Much current criticism of the lecture is based on considering that in isolation, instead of viewing the lecture in conjunction with the work that students do in study groups, which is where the active learning is apt to occur. It certainly seems at least possible, and I believe my first year in graduate school functioned much this way, that the in-classroom lecture during the day serve as fodder for the introspection and the study group interaction that happens mostly in the evening. When I was in grad school the study groups formed as a grass roots thing because many of the students needed it as a survival mechanism in the classes and the rest of us who could have done ok with just the introspection wanted to hang around with our classmates for social reasons.
Let us all agree that lectures that don’t engender active learning outside of class (and while I’ve not looked at the recent results, the NSSE from a few years back indicated that at many public universities we have quite a few classes of this sort) are quite likely ineffective.

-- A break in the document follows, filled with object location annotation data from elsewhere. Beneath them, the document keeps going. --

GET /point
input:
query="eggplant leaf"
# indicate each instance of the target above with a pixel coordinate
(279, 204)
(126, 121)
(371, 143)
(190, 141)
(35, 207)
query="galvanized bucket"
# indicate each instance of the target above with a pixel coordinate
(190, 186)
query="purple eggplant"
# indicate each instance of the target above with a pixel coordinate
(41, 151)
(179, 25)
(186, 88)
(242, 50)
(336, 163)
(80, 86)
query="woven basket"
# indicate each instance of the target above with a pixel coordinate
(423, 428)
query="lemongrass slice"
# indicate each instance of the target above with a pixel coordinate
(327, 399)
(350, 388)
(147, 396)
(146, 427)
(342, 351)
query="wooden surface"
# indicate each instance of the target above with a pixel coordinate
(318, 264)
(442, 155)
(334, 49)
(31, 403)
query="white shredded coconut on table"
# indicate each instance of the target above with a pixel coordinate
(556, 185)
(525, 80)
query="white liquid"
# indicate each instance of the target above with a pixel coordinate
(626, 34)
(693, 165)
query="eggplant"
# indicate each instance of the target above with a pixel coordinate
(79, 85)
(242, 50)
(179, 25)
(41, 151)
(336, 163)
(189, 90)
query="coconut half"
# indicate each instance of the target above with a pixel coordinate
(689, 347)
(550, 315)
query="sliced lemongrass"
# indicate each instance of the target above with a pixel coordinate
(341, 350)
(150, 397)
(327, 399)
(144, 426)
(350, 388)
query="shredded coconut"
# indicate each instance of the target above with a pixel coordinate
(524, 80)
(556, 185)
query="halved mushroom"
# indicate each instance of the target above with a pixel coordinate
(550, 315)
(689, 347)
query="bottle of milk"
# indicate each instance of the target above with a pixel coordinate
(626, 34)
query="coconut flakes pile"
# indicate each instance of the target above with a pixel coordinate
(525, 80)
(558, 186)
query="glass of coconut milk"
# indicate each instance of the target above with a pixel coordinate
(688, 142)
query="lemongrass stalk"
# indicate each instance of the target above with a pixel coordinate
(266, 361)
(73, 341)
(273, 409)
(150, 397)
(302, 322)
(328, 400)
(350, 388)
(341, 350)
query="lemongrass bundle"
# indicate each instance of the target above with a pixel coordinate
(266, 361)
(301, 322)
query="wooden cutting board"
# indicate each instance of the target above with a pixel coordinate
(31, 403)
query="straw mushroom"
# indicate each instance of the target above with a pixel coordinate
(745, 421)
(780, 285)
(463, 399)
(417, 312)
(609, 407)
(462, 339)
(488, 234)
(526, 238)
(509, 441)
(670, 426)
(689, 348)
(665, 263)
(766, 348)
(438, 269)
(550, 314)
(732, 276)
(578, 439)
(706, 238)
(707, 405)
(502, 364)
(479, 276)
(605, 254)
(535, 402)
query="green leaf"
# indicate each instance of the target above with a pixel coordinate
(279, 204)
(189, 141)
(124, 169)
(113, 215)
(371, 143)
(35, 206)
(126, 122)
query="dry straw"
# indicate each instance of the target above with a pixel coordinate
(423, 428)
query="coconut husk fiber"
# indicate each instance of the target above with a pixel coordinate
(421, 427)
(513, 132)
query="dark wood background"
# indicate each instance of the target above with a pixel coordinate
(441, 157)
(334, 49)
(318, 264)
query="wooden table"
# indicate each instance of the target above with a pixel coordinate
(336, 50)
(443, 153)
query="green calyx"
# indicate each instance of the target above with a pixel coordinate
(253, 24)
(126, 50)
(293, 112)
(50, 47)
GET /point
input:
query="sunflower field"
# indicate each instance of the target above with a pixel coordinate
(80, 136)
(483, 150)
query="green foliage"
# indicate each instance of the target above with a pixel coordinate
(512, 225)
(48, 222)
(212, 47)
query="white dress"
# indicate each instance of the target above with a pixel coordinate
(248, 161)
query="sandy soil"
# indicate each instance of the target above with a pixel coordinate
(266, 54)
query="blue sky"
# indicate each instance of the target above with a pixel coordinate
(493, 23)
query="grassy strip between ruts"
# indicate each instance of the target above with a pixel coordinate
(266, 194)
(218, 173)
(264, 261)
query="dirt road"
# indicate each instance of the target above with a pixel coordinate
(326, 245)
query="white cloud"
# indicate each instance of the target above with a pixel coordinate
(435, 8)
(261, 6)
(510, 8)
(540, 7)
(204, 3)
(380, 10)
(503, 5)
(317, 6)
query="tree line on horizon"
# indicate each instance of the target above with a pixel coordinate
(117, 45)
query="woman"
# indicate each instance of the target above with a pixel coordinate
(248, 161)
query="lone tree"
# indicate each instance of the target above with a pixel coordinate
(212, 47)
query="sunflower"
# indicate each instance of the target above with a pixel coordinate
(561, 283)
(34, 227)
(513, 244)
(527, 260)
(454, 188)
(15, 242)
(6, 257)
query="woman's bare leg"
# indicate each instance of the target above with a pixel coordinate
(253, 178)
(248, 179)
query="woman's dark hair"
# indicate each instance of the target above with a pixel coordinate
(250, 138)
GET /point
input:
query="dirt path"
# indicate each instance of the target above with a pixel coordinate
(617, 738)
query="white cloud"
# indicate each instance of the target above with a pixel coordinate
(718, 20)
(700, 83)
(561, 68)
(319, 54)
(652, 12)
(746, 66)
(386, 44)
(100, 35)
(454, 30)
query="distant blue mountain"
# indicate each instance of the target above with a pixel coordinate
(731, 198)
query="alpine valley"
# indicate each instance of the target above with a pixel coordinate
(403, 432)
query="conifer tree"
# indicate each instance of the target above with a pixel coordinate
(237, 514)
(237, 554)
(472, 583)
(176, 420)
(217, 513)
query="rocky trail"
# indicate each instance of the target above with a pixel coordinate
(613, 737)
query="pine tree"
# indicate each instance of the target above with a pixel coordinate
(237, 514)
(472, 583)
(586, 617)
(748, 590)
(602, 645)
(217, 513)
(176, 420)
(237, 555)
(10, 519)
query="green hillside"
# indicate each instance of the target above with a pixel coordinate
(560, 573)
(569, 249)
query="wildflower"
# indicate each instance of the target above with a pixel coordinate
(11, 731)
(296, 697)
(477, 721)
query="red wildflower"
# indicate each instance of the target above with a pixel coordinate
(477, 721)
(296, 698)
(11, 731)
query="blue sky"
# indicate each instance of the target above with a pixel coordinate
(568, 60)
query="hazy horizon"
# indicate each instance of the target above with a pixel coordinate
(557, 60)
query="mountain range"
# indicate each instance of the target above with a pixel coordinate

But what of those that do? In other words, what if lecture is accompanied by rather serious work for the students to complete out of class, with the lecture at least in part an instrument to help the students complete the work? Does that mechanism provide for effective learning or not? If not, does the study group approach fail because group activities are structured by the students themselves rather than by the instructor and hence the students apply themselves in a manner that is not efficient to promote their own learning?
I’ve not actually seen anyone argue on this point. Rather it seems the gospel that lectures are bad pure and simple and that active learning should happen in the classroom and only in the classroom. So I find myself at odds with much of the profession, because as I said that doesn’t make sense to me.
I could readily believe an argument that said some active learning in the class is necessary because students need to learn to scaffold their arguments and discussions in a way the produces results, not gridlock. But surely we shouldn’t be under the impression that the in class work is sufficient in itself. Look at Chickering and Ehrmann’s Seven Principles. They do make sense to me. But I believe it is possible to implement them all while still having some substantial amount of lecture face to face.